There are a lot of different sorts of loss all mixed together and one sort of pain isn't better than another,

herecomesthsun · 18/12/2021 16:02

oh and come again about the existential void?

IcedPurple · 18/12/2021 16:18

What's 'existential void' when it's at home?

herecomesthsun · 18/12/2021 16:33

It is something that alienbaby thinks I am experiencing. I don't know why.

Pelsall116 · 18/12/2021 17:24

Agree; we are reaching the point that life is more just existing than actually living
I feel especially sorry for young people today who may never know a normal life
I fear I won't see normality again in my lifetime, but at least I can look back and appreciate having lived it. Many won't get the opportunity to ever experience it

theonlygirl · 18/12/2021 17:36

Beautifully put. Couldn't agree more.

Whu020 · 18/12/2021 17:40

So people need to start standing up to this bullshit without it it's going to get worse, I have a FIL who's dying from cancer at home and they are coming round to Jab him in the arm, what for? He's dying and what arrogance that he gets a jab that others may need, the worlds gone madAngry

Hippoh · 18/12/2021 17:51

Totally agree… NHS should be there to look after you and me. The underfunding over the last decade is showing as is the fact there is a huge hole in social care (get paid more to stack shelves). Until the government realises that healthcare is important and invests in its future then? Patients can’t be discharged from hospital because there is no care package available… this is tying up beds which means a&e can’t admit patients into wards which means paramedics can’t handover their patients which means ambulances can’t get to urgent calls!!!!
We are all being restricted because of lack of funding in our nhs!!!

simiisme · 18/12/2021 17:53

I agree that it's been shit, so much sadness, children missing out on so much.
Did wince at your 'NHS worship' line, though. The clapping was silly & pointless - maybe a nice gesture to do it once. Doctors and other healthcare staff are facing more abuse than ever. They have been working longer hours in more difficult conditions. Then you get Johnson saying, 'Everyone can get their 3rd vaccine now!' on TV, leading to pharmacists working 14 hour days, with queues of irate people giving them abuse.
The NHS should be treasured & the workers don't need snide comments about being worshipped.
No, I don't work for the NHS.

Hippoh · 18/12/2021 18:16

He is of high risk.. health professionals can’t ignore that and it’s in his best interest to be vaccinated ASAP.

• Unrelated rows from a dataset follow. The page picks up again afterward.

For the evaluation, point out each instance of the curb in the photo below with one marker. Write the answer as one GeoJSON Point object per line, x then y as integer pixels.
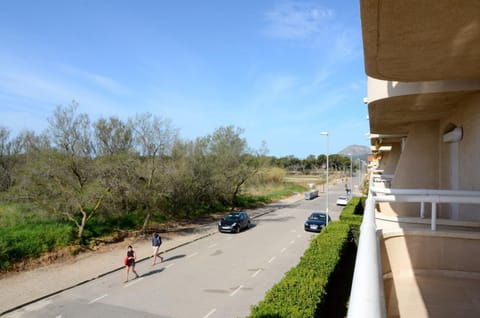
{"type": "Point", "coordinates": [208, 233]}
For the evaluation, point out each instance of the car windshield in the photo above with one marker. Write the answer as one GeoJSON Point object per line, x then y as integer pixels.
{"type": "Point", "coordinates": [232, 217]}
{"type": "Point", "coordinates": [317, 216]}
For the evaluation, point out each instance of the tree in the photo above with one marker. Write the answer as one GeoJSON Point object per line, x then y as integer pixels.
{"type": "Point", "coordinates": [113, 137]}
{"type": "Point", "coordinates": [9, 150]}
{"type": "Point", "coordinates": [233, 163]}
{"type": "Point", "coordinates": [65, 178]}
{"type": "Point", "coordinates": [154, 138]}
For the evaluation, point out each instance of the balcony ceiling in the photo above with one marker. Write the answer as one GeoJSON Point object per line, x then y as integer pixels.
{"type": "Point", "coordinates": [412, 40]}
{"type": "Point", "coordinates": [394, 115]}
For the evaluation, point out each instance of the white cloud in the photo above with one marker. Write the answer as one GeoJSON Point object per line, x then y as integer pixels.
{"type": "Point", "coordinates": [101, 81]}
{"type": "Point", "coordinates": [294, 20]}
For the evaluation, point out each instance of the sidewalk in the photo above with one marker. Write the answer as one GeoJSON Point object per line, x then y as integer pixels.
{"type": "Point", "coordinates": [22, 288]}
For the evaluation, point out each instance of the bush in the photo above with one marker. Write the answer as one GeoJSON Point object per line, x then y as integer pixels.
{"type": "Point", "coordinates": [301, 293]}
{"type": "Point", "coordinates": [352, 214]}
{"type": "Point", "coordinates": [320, 284]}
{"type": "Point", "coordinates": [30, 241]}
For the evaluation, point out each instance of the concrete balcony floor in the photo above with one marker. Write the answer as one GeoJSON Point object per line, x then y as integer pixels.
{"type": "Point", "coordinates": [430, 273]}
{"type": "Point", "coordinates": [433, 294]}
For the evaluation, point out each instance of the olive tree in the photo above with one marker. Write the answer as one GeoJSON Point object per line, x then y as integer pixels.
{"type": "Point", "coordinates": [154, 138]}
{"type": "Point", "coordinates": [66, 179]}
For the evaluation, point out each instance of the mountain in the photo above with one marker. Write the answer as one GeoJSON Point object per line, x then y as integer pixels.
{"type": "Point", "coordinates": [357, 151]}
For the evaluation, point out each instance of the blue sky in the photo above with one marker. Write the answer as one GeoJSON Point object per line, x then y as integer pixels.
{"type": "Point", "coordinates": [282, 70]}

BarneyW · 18/12/2021 18:17

@LadyIckenham

Absolutely agree.

Can I add to your list the emphasis on children being 'resilient'. They really need the opportunity to be sad for the things they have lost.

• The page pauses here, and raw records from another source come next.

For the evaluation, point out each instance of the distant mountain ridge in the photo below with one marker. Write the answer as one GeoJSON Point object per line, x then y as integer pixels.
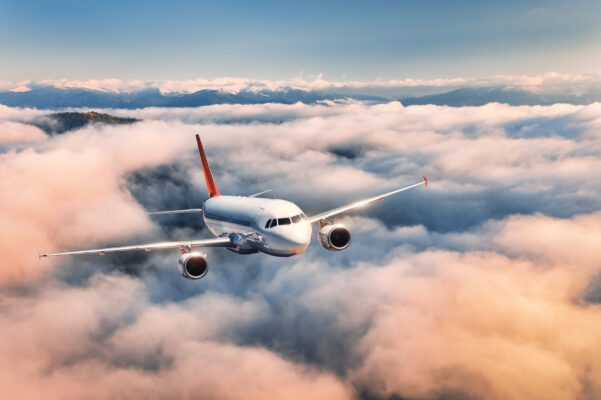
{"type": "Point", "coordinates": [48, 97]}
{"type": "Point", "coordinates": [68, 121]}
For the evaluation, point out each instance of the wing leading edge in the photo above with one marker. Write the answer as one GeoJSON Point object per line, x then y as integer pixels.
{"type": "Point", "coordinates": [360, 203]}
{"type": "Point", "coordinates": [184, 244]}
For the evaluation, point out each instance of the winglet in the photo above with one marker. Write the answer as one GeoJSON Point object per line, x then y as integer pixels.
{"type": "Point", "coordinates": [205, 167]}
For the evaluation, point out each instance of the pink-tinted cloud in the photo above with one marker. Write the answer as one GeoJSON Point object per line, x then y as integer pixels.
{"type": "Point", "coordinates": [495, 311]}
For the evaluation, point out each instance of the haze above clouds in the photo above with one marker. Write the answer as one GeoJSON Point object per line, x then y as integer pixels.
{"type": "Point", "coordinates": [488, 276]}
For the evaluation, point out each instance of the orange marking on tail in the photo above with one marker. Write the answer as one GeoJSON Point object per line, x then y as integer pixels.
{"type": "Point", "coordinates": [205, 167]}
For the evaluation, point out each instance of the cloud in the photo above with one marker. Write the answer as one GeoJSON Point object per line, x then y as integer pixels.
{"type": "Point", "coordinates": [550, 81]}
{"type": "Point", "coordinates": [483, 285]}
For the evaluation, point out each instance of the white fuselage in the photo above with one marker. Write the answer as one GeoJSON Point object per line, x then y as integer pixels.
{"type": "Point", "coordinates": [249, 223]}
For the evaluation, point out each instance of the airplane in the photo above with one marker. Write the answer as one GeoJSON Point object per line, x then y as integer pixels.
{"type": "Point", "coordinates": [250, 224]}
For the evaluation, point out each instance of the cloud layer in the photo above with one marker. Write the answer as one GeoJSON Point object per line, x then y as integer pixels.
{"type": "Point", "coordinates": [551, 81]}
{"type": "Point", "coordinates": [483, 285]}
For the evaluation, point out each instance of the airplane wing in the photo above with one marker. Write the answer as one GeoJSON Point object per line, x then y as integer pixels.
{"type": "Point", "coordinates": [188, 211]}
{"type": "Point", "coordinates": [186, 244]}
{"type": "Point", "coordinates": [340, 210]}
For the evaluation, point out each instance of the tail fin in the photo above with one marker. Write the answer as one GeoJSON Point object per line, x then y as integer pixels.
{"type": "Point", "coordinates": [205, 166]}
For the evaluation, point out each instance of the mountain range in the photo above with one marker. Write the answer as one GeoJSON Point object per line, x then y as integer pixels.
{"type": "Point", "coordinates": [49, 97]}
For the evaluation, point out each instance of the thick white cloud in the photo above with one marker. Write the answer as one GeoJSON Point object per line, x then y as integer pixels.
{"type": "Point", "coordinates": [483, 285]}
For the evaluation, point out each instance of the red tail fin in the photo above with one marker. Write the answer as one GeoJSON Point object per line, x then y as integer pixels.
{"type": "Point", "coordinates": [205, 167]}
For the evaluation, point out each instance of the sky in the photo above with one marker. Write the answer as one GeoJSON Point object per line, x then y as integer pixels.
{"type": "Point", "coordinates": [341, 40]}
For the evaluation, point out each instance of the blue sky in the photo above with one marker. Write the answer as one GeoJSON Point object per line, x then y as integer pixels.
{"type": "Point", "coordinates": [342, 40]}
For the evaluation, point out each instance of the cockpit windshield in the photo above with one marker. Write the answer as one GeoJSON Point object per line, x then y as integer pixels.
{"type": "Point", "coordinates": [285, 221]}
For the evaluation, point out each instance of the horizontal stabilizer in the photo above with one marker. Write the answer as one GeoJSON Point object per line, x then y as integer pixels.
{"type": "Point", "coordinates": [260, 193]}
{"type": "Point", "coordinates": [188, 211]}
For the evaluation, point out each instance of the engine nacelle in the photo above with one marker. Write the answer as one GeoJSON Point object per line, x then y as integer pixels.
{"type": "Point", "coordinates": [193, 265]}
{"type": "Point", "coordinates": [334, 237]}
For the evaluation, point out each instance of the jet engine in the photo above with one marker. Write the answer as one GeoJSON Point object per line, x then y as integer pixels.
{"type": "Point", "coordinates": [334, 237]}
{"type": "Point", "coordinates": [193, 265]}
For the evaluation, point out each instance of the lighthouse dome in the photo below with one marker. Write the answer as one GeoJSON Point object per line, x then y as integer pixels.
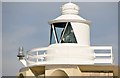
{"type": "Point", "coordinates": [70, 8]}
{"type": "Point", "coordinates": [70, 13]}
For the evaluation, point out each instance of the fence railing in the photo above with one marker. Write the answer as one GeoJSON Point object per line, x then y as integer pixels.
{"type": "Point", "coordinates": [37, 55]}
{"type": "Point", "coordinates": [103, 54]}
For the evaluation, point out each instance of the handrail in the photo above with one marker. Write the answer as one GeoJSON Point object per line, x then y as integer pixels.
{"type": "Point", "coordinates": [37, 55]}
{"type": "Point", "coordinates": [102, 56]}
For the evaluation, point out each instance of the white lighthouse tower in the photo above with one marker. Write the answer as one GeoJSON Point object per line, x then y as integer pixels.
{"type": "Point", "coordinates": [69, 53]}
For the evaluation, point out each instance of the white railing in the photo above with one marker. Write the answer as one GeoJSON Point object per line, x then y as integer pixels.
{"type": "Point", "coordinates": [36, 55]}
{"type": "Point", "coordinates": [103, 54]}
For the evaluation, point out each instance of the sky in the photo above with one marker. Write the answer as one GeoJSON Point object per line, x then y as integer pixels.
{"type": "Point", "coordinates": [26, 24]}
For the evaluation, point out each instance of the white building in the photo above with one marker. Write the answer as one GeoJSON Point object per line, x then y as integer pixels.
{"type": "Point", "coordinates": [69, 53]}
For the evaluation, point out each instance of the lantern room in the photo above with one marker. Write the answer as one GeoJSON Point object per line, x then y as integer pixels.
{"type": "Point", "coordinates": [70, 27]}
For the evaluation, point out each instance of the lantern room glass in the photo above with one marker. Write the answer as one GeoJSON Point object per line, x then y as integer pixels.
{"type": "Point", "coordinates": [62, 33]}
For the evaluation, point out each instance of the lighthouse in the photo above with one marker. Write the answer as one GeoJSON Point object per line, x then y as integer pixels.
{"type": "Point", "coordinates": [69, 53]}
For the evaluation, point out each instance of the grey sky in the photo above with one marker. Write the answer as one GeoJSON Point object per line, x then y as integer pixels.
{"type": "Point", "coordinates": [26, 24]}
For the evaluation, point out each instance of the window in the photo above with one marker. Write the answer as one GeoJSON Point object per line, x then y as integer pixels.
{"type": "Point", "coordinates": [59, 28]}
{"type": "Point", "coordinates": [68, 36]}
{"type": "Point", "coordinates": [52, 37]}
{"type": "Point", "coordinates": [62, 33]}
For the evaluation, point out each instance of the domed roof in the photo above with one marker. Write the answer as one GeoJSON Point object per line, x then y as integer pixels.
{"type": "Point", "coordinates": [70, 13]}
{"type": "Point", "coordinates": [70, 8]}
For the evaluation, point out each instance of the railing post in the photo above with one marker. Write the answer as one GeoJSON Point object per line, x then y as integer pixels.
{"type": "Point", "coordinates": [37, 56]}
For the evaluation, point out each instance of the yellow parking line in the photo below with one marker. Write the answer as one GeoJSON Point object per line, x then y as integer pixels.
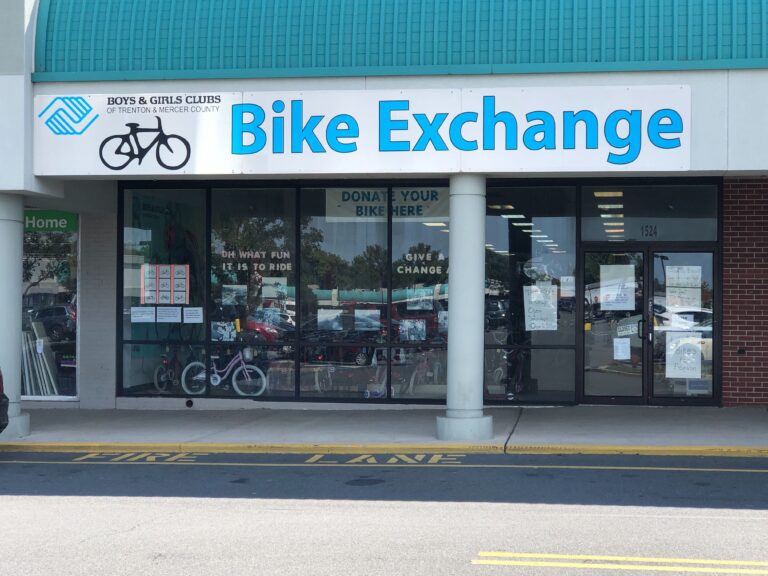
{"type": "Point", "coordinates": [456, 465]}
{"type": "Point", "coordinates": [622, 558]}
{"type": "Point", "coordinates": [630, 567]}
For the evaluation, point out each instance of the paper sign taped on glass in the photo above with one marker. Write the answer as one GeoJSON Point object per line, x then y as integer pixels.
{"type": "Point", "coordinates": [617, 287]}
{"type": "Point", "coordinates": [540, 307]}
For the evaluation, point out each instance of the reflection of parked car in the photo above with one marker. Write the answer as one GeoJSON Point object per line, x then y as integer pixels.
{"type": "Point", "coordinates": [3, 405]}
{"type": "Point", "coordinates": [60, 322]}
{"type": "Point", "coordinates": [261, 331]}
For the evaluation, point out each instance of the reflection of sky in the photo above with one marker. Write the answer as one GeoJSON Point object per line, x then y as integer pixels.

It also bothers me how much I try to stop them looking forward to things in case they don't happen.

Someone really does need to articulate it.

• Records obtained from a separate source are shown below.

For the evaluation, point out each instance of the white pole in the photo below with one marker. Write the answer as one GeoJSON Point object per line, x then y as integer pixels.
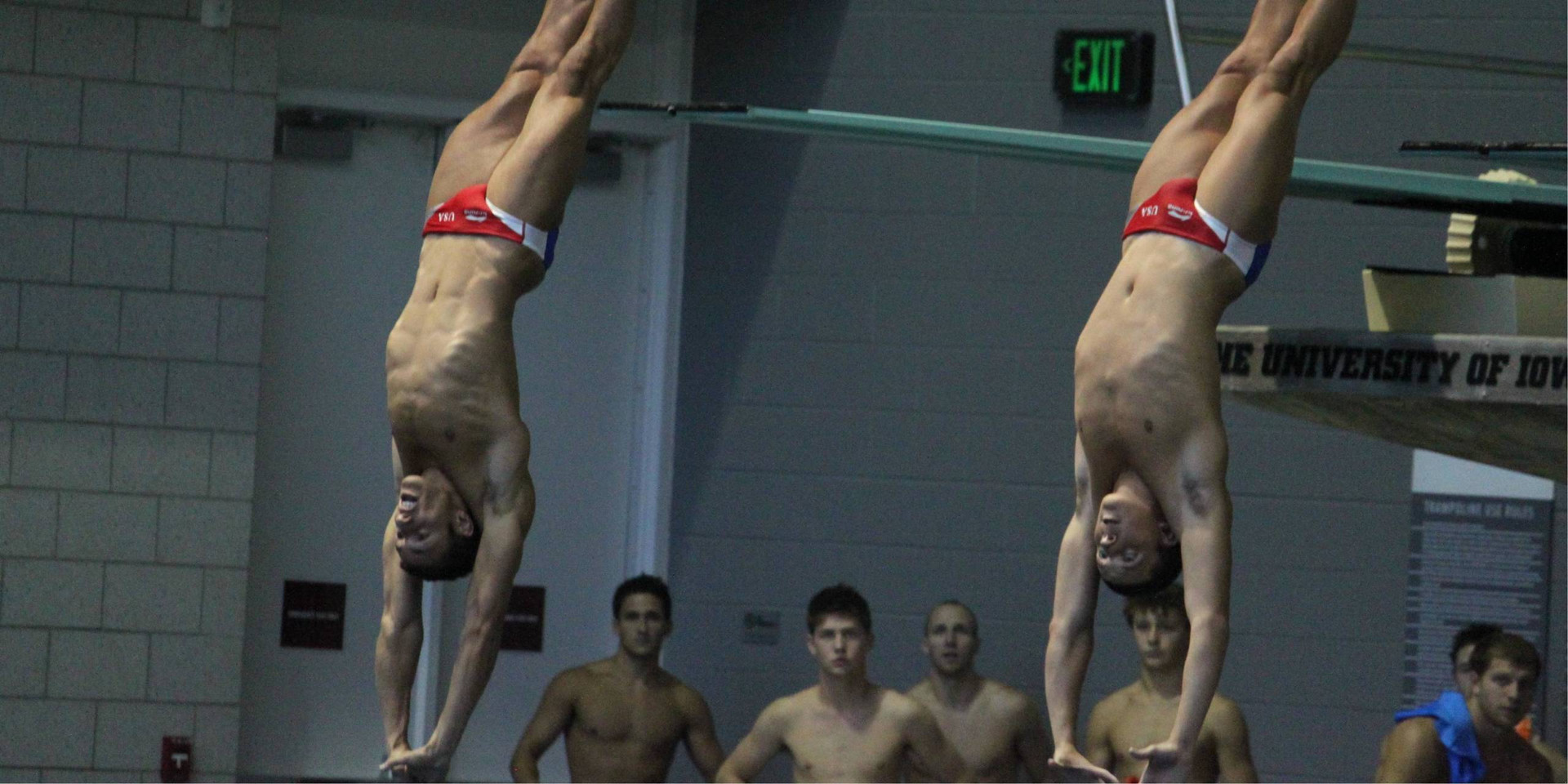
{"type": "Point", "coordinates": [1178, 52]}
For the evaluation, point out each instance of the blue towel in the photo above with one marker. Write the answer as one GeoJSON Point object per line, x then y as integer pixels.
{"type": "Point", "coordinates": [1455, 731]}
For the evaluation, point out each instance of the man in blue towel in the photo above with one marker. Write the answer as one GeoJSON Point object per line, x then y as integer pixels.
{"type": "Point", "coordinates": [1471, 737]}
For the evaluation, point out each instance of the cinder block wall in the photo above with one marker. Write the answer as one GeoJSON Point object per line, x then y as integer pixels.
{"type": "Point", "coordinates": [136, 156]}
{"type": "Point", "coordinates": [875, 380]}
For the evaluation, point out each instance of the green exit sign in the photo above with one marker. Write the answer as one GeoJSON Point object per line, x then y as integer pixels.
{"type": "Point", "coordinates": [1104, 66]}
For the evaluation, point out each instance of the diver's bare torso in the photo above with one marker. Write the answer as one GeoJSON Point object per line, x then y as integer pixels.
{"type": "Point", "coordinates": [1147, 372]}
{"type": "Point", "coordinates": [452, 373]}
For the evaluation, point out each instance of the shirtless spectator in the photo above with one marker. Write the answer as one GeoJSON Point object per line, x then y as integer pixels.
{"type": "Point", "coordinates": [996, 728]}
{"type": "Point", "coordinates": [1143, 712]}
{"type": "Point", "coordinates": [1472, 737]}
{"type": "Point", "coordinates": [623, 715]}
{"type": "Point", "coordinates": [844, 728]}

This is it exactly - how much longer do our children carry on having to be 'resilient'. This is the second year they're facing having Christmas pulled away from them.

Yesterday was my DS's birthday; I've got covid so he opened his presents in the hall so I could watch him from the room I'm isolating in. We had to cancel everything else. I don't mind isolating, I don't want to pass it on, but it is just pants.

My other DS is terrified of catching covid from me as he doesn't want to miss out on Christmas, he is too scared to look forward to it. I feel like it is just a huge relief when we make it to something we would normally look forward to.

My husband works for the NHS but I've always hated the NHS worship - it was all meaningless and shallow. Now they are all being blamed for the collapse in the health-service whilst he is work literally all hours and still never gets all his work done.

And now the BBC are talking about the schools not reopening in the new year. It is like we are stuck in Groundhog Day.

I rant, I've been in isolation for too long. But tomorrow I miss my DS singing a big solo in a big concert. I'm just fed up with being resilient and have to keeping ploughing on because 'that is just life at the moment'. And I'm even more fed up with our children having to do this. (as I am writing this it includes a lot of swear words in my head but I've obviously omitted putting them in!)